Sometimes I manage to fight anger quite well, but often this feeling turns into a strong sadness. What does that mean?

Lama Ole’s answer:

It is a sign that you have strong purifications. You jumped into this with deep interest and full of openness. You walked the way of the Buddha and have seen that there is suffering, that suffering has causes, and that perhaps there is an end to suffering.

You are strongly interested in bringing suffering to an end. And the more energy, openness, and trust you put into the practice, the more challenges will also come up. There can actually be situations where one goes through all kinds of things and thus cannot have much meaningful contact with many people. That is why we have retreats. There you can dump everything on the table without people constantly criticizing. You can silently go through many inner processes. It is best to do this with one’s teacher or in a group retreat. When the difficulty is gone, then one comes out and can be sociable again.

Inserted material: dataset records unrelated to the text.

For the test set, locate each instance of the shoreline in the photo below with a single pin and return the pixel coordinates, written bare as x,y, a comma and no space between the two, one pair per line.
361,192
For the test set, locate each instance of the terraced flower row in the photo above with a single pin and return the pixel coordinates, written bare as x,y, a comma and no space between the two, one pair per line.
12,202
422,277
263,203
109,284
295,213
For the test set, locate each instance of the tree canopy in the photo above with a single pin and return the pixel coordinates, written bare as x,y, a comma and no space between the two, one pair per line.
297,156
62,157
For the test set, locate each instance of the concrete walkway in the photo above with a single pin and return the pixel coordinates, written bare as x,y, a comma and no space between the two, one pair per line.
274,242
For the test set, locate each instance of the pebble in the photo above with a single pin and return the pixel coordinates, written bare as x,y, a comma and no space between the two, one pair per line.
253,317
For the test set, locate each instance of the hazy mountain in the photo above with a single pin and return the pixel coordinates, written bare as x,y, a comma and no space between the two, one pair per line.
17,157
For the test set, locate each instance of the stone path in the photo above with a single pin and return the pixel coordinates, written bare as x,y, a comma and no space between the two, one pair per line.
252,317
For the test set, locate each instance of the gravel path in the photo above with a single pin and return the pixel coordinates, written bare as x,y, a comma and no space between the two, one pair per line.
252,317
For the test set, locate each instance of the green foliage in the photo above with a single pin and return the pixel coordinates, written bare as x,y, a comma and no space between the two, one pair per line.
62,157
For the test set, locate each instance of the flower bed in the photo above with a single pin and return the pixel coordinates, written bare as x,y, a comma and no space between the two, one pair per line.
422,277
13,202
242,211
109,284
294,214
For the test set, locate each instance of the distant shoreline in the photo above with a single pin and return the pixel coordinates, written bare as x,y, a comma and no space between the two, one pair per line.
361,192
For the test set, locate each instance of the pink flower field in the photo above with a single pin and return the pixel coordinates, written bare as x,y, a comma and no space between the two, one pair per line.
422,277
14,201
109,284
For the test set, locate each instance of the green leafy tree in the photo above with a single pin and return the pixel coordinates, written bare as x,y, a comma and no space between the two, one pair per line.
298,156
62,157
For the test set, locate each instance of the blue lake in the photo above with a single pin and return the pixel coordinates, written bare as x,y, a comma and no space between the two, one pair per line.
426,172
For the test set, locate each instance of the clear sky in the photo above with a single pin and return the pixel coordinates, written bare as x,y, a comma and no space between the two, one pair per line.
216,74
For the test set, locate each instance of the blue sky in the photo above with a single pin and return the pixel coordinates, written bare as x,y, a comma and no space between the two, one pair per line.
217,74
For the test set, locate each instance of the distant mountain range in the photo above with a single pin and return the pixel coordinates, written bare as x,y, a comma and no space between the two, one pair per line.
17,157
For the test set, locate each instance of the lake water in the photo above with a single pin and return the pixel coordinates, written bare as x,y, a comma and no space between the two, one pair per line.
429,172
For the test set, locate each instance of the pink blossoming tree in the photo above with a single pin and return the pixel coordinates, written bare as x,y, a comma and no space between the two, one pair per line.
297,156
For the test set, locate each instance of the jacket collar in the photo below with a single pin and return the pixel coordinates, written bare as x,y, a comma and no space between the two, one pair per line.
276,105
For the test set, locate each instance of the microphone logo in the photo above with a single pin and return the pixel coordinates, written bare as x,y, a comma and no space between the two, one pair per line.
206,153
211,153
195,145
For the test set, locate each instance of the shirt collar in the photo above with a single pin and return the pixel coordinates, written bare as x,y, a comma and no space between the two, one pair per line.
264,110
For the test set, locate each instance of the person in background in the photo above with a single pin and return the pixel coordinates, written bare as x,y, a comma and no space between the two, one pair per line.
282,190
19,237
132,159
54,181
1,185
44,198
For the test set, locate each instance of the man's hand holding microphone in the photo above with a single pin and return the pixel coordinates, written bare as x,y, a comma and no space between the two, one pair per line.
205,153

You are gifted and have really understood that the mind cannot be destroyed. Everything difficult that happens—that comes from the inside—is a purification. In these cases, you can be certain of three things: it won’t be too much, you will learn something from it, and you will always get rid of something.

It is important that you say a lot of mantras, a lot of KARMAPA CHENNO, and that you stay focused. You should also think about the emptiness of things: that everything appears, changes, and dissolves again, that things are not as real as you want to make them. The ego also likes to hide in the drama of the purification process. If you meditate, the energy channels will open up, you’ll go through purifications, but then get back to work. Don’t get absorbed with the drama too much.

My brother is very aggressive and picks fights all the time. Is there any way I can help him?

Lama Ole’s answer:

If he is willing to say a mantra, then a few million repetitions of OM MANI PEME HUNG would be good. That removes a lot of aggression.

I myself lost interest in fighting during my first visit to a nude sauna. There I suddenly saw how much naked skin there is that can be injured, how vulnerable people really are. When I left the sauna I thought, “Now I will protect them. Now I won’t beat them up anymore; I will change the program.” And that was very good!